Natalie Goodwin's dream of owning her own flower shop would be a reality in less than a month. Joyous excitement fluttered in her heart, especially now that her business loan had been approved.
Hat and Garden would open just in time for Christmas.
The old 1904 house that she was converting was located in Boise's North End. The oak floors were original, as were the heavy banisters and narrow stairs that led to the second floor. Each room upstairs was going to be decorated with a distinct theme: the teddy bear room, the nature room, the Victorian room with its China tea sets for sale.
Natalie's vision was to have a store brimming with one-of-a-kinds from local merchants.
To inspire family members who helped with the preparations, the holiday smells of burning cranberry and pine candles perfumed Hat and Garden while Christmas carols played through hidden speakers in the rooms.
"How high do you want this shelf put up, Natalie?" her father asked. He held onto a shelf, raised and lowered it for her perusal.
Stepping back to assess, she imagined the inspirational display of Saint Thèrése's and wanted them at eye level. "About right there."
"Okay, I got it."
The fact that he didn't object, offer a critique or alternate suggestion relieved Natalie.
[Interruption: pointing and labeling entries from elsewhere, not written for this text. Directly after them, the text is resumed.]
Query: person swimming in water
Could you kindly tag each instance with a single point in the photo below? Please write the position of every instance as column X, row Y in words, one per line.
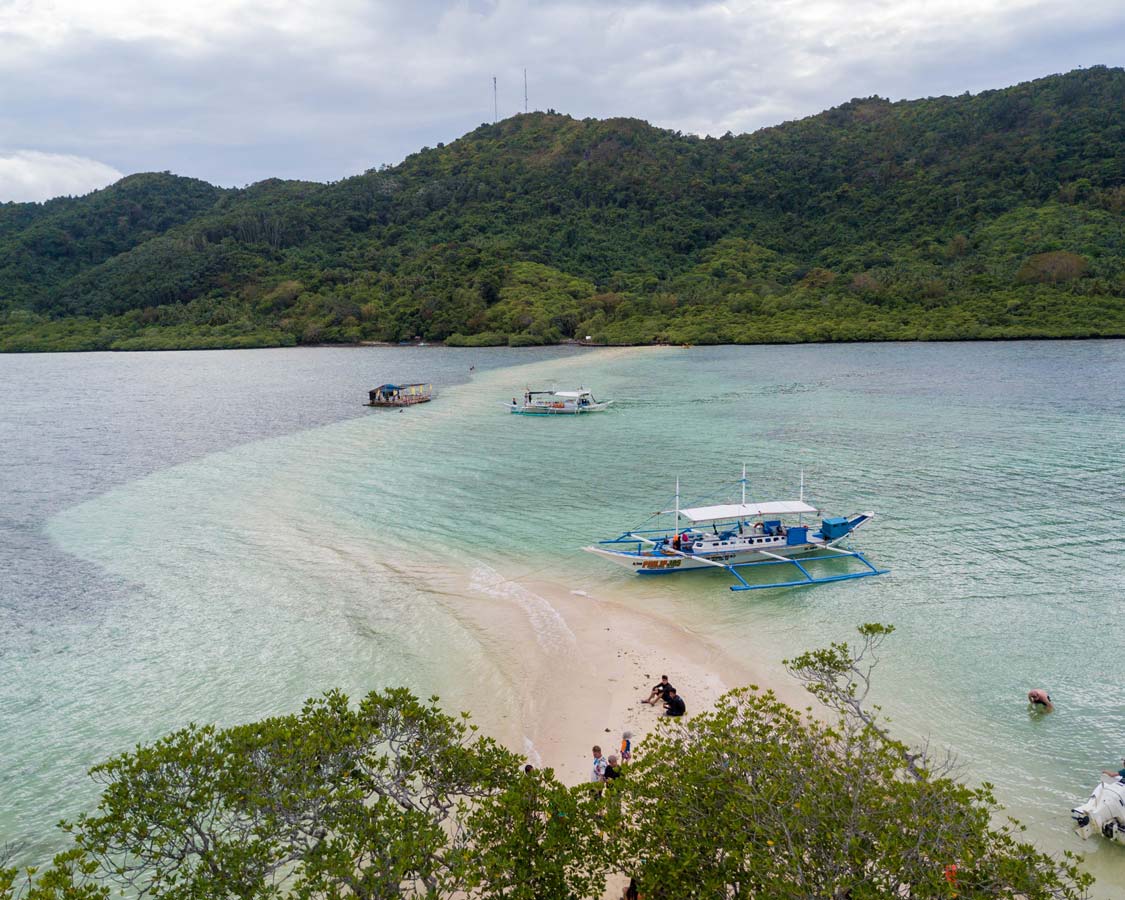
column 1040, row 698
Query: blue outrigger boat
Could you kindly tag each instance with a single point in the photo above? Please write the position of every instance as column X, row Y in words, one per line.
column 741, row 536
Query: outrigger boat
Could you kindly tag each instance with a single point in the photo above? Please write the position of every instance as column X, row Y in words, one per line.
column 741, row 536
column 557, row 403
column 1104, row 811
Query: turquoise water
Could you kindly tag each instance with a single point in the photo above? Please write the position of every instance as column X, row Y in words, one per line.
column 275, row 561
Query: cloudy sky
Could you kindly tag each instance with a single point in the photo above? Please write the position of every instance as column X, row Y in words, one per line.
column 234, row 91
As far as he was concerned, Target was the best-the only-store in town.
Fred Miller had retired from civil service a few years back having been a U.S. mail carrier for thirty-one years. Now his days were spent feeding the squirrels and birds, keeping his lawn green and his many trees and shrubs trimmed to perfection. Widowed twelve years ago, he had never remarried. Sometimes Natalie grew sad when she thought about him living alone.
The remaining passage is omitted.